The Highlights: The album begins with the longest song on the album, “I Hold Dominion,” which has a full 2 minute cinematic intro, with heavy guitar riffs following a minute in along with a fist bumping chant before the prolonged scream. If this song doesn’t sell you, then the music just isn’t for you. “I Hold Dominion” is pure aggression and energy, and with an album that follows suit, there’s no better song to start the album with. “2053” raises the stakes a bit with loud double pedals, faster riffs and a satisfying scream about a minute into the song that is sustained for about 20 seconds straight, with the pitch consistently rising all the way through. “Sentinels” has one of the most memorable guitar solos on the album. “Veil pt 1” changes pace a bit with a piano intro and clean vocals right out of the gate, embracing the symphonic side of their music and closing with the fading out of haunting whispers. “Veil Pt 2” is a full instrumental track with a very memorable guitar solo.

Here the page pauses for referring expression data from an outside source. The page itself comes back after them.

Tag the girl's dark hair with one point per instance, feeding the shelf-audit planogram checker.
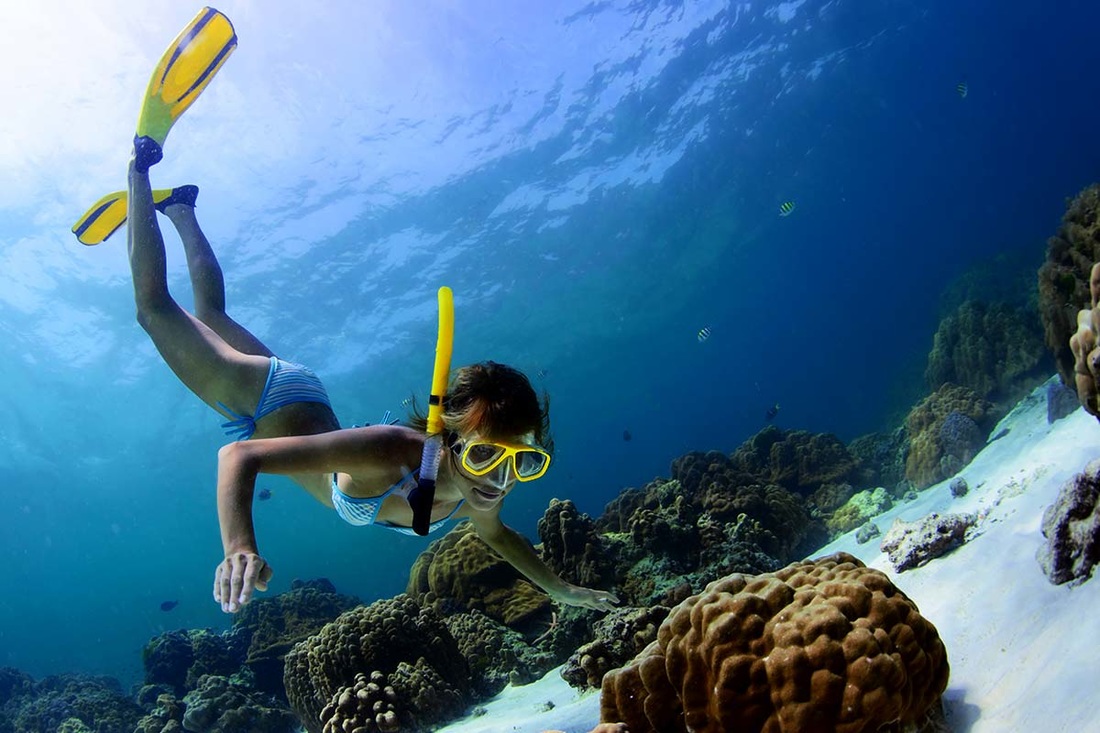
(494, 401)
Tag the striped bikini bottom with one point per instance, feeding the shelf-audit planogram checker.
(287, 383)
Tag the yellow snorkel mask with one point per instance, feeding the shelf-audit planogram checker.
(420, 499)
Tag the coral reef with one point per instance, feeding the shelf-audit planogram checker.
(572, 547)
(275, 624)
(945, 433)
(177, 659)
(619, 636)
(913, 544)
(461, 572)
(222, 704)
(1060, 401)
(1064, 280)
(827, 645)
(867, 533)
(800, 461)
(1071, 527)
(881, 458)
(959, 487)
(858, 510)
(387, 666)
(994, 349)
(1084, 346)
(73, 702)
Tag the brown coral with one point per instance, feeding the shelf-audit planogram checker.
(619, 636)
(930, 445)
(798, 460)
(826, 645)
(1086, 349)
(461, 572)
(392, 663)
(996, 349)
(1064, 277)
(275, 624)
(572, 547)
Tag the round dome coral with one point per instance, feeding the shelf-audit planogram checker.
(826, 645)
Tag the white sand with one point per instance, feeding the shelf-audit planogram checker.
(1024, 654)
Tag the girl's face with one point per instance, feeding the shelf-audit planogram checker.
(482, 492)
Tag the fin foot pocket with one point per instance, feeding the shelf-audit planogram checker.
(147, 153)
(185, 195)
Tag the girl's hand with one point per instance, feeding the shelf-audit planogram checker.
(586, 598)
(237, 577)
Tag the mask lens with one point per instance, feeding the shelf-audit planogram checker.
(481, 456)
(529, 462)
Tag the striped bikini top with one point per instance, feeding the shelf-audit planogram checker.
(363, 512)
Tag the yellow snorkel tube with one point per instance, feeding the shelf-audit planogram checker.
(421, 498)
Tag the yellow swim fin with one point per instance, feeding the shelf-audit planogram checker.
(184, 70)
(107, 215)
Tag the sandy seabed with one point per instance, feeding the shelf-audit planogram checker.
(1024, 654)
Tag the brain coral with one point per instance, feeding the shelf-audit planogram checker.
(1064, 277)
(378, 667)
(826, 645)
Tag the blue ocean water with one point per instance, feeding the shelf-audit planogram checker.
(596, 182)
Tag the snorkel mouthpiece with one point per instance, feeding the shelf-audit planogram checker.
(422, 496)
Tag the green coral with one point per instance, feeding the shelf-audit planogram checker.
(858, 510)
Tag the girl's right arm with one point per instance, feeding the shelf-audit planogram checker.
(243, 570)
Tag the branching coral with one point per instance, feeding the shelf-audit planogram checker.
(1064, 284)
(371, 668)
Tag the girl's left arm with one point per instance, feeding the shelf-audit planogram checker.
(515, 548)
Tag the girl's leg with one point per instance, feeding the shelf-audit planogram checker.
(208, 283)
(204, 361)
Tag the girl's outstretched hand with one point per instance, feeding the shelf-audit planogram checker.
(238, 577)
(586, 598)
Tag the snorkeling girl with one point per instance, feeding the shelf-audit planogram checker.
(496, 430)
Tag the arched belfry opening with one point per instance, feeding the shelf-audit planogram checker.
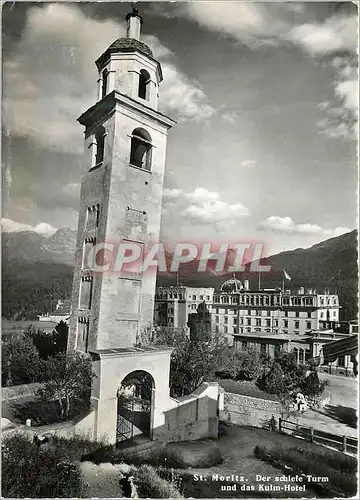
(104, 85)
(144, 85)
(141, 149)
(100, 145)
(134, 406)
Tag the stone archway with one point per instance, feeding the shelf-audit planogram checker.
(134, 406)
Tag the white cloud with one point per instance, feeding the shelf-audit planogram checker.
(248, 163)
(251, 23)
(287, 225)
(10, 226)
(261, 24)
(51, 77)
(203, 207)
(334, 34)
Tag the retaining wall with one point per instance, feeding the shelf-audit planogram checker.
(246, 410)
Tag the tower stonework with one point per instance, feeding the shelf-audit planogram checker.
(121, 194)
(120, 201)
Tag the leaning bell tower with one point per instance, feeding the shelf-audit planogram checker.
(121, 192)
(120, 200)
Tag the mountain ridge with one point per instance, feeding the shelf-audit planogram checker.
(45, 266)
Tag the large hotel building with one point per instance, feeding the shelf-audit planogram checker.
(269, 320)
(236, 309)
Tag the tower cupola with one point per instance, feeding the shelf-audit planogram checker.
(134, 21)
(129, 67)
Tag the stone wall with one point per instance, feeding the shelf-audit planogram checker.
(246, 410)
(192, 417)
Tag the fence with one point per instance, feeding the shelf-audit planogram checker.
(337, 370)
(345, 444)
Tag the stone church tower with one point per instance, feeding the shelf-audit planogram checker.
(121, 197)
(121, 193)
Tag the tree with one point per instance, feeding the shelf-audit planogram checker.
(67, 379)
(251, 365)
(21, 363)
(193, 361)
(311, 385)
(273, 381)
(49, 344)
(28, 472)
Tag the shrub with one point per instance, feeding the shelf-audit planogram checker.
(27, 471)
(20, 361)
(48, 412)
(245, 388)
(78, 447)
(150, 485)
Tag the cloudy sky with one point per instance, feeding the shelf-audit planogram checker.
(265, 96)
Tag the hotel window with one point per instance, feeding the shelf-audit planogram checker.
(341, 361)
(301, 356)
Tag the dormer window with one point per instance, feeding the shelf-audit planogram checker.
(104, 86)
(141, 146)
(144, 85)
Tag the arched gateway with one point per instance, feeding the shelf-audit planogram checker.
(134, 406)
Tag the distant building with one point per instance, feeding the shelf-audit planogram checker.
(305, 348)
(13, 327)
(239, 310)
(199, 323)
(174, 304)
(62, 312)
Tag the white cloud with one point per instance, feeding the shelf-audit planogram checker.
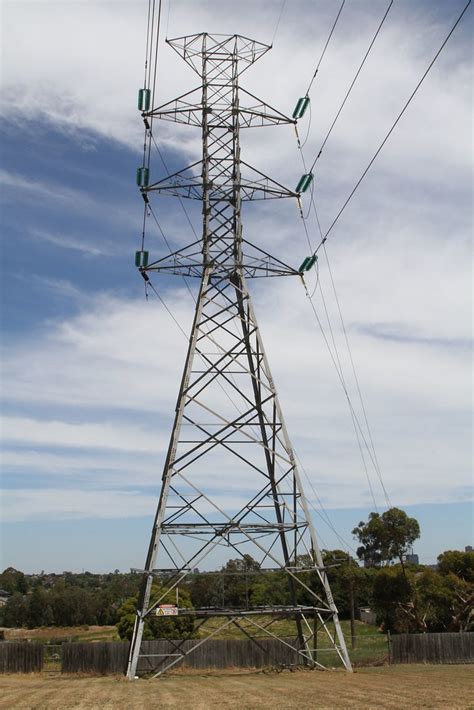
(400, 253)
(84, 435)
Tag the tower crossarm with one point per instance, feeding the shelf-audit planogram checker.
(230, 481)
(184, 110)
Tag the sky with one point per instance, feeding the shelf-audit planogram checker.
(91, 368)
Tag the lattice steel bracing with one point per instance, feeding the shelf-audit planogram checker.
(230, 477)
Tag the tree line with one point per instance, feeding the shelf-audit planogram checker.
(406, 598)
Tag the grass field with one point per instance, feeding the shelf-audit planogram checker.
(384, 687)
(59, 634)
(371, 646)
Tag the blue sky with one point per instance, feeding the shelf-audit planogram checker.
(91, 369)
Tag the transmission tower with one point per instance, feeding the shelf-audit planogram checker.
(230, 477)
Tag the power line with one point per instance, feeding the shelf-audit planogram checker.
(325, 47)
(339, 369)
(351, 86)
(392, 127)
(278, 22)
(356, 379)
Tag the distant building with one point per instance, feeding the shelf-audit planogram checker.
(367, 615)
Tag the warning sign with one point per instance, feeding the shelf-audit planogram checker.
(167, 610)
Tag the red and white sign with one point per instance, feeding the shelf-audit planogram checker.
(167, 610)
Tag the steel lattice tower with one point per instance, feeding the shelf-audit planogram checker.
(230, 477)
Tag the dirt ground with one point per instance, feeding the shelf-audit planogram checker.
(384, 687)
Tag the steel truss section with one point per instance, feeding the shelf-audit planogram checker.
(230, 478)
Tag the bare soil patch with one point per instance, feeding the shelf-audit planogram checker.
(385, 687)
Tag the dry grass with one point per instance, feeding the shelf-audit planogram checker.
(48, 634)
(387, 687)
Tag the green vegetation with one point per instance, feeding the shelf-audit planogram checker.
(406, 598)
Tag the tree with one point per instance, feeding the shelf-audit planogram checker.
(386, 537)
(459, 563)
(16, 611)
(13, 581)
(40, 612)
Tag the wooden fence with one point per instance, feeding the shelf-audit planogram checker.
(215, 653)
(21, 657)
(433, 648)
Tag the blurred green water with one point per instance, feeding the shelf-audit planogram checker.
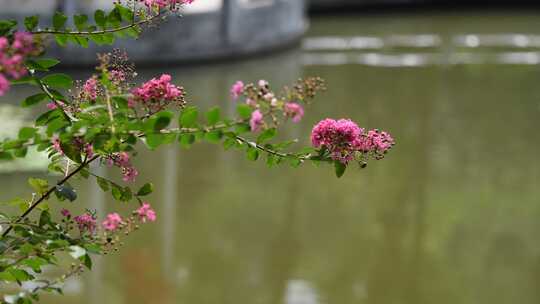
(450, 216)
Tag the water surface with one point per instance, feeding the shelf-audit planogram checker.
(450, 216)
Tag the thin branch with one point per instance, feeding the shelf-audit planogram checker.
(50, 191)
(99, 32)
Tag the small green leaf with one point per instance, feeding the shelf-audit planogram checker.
(188, 117)
(244, 111)
(146, 189)
(100, 18)
(61, 39)
(59, 20)
(44, 218)
(252, 154)
(58, 81)
(27, 133)
(80, 22)
(39, 185)
(66, 192)
(213, 116)
(339, 168)
(266, 135)
(34, 99)
(20, 275)
(102, 183)
(77, 251)
(6, 26)
(47, 62)
(213, 136)
(31, 22)
(186, 140)
(71, 151)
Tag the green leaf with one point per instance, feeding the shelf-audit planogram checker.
(27, 133)
(80, 22)
(87, 261)
(146, 189)
(213, 136)
(77, 251)
(252, 154)
(188, 117)
(66, 192)
(39, 185)
(59, 20)
(44, 218)
(6, 26)
(161, 120)
(186, 140)
(339, 168)
(213, 116)
(20, 275)
(100, 18)
(61, 39)
(47, 62)
(35, 263)
(244, 111)
(31, 22)
(71, 151)
(58, 80)
(116, 192)
(102, 183)
(266, 135)
(34, 99)
(125, 13)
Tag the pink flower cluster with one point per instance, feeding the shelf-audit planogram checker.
(122, 160)
(79, 143)
(256, 121)
(145, 212)
(86, 223)
(343, 139)
(157, 93)
(293, 110)
(112, 222)
(165, 3)
(237, 89)
(12, 57)
(90, 89)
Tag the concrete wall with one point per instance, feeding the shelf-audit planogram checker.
(239, 28)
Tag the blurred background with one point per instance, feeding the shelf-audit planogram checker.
(450, 216)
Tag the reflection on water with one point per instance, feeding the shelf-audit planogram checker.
(449, 217)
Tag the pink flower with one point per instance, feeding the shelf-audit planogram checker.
(23, 43)
(65, 212)
(157, 93)
(56, 145)
(268, 96)
(263, 83)
(129, 174)
(237, 89)
(256, 121)
(89, 150)
(339, 137)
(377, 142)
(90, 88)
(86, 223)
(294, 110)
(250, 102)
(112, 222)
(117, 76)
(4, 43)
(146, 212)
(4, 84)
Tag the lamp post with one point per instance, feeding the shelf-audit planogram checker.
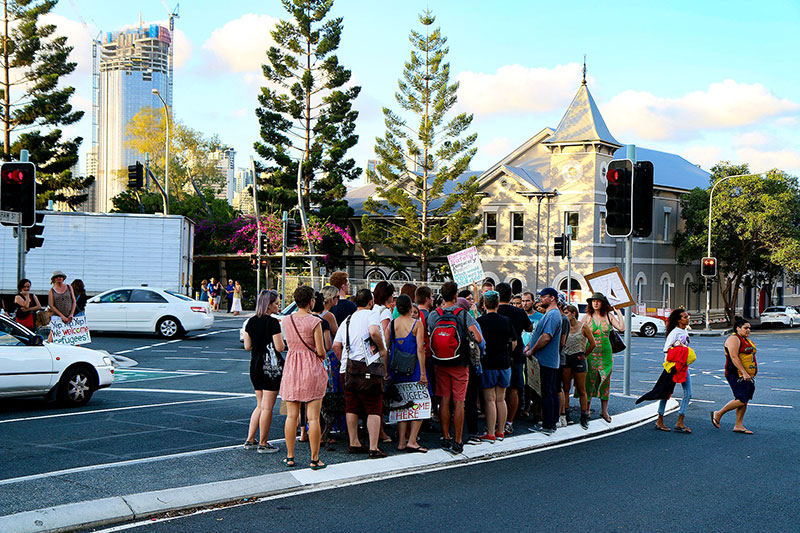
(708, 249)
(166, 146)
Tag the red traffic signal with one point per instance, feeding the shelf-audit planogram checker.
(708, 267)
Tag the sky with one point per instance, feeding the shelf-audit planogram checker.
(710, 80)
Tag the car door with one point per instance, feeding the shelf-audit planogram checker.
(108, 312)
(24, 367)
(144, 308)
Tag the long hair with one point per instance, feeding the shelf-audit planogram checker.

Final Thoughts: Where a lot of bands have one feature about them that if taken away they would lose their identity, Xerath offers so complete an experience that taking any one element away from their music would still yield high quality results. There’s nothing in their music that is overused or heavily relied upon. They manage to take many different elements and put them together in a way that doesn’t favor one element over the other, while still utilizing them with skill and care. Very few bands have the talent do this and do it well.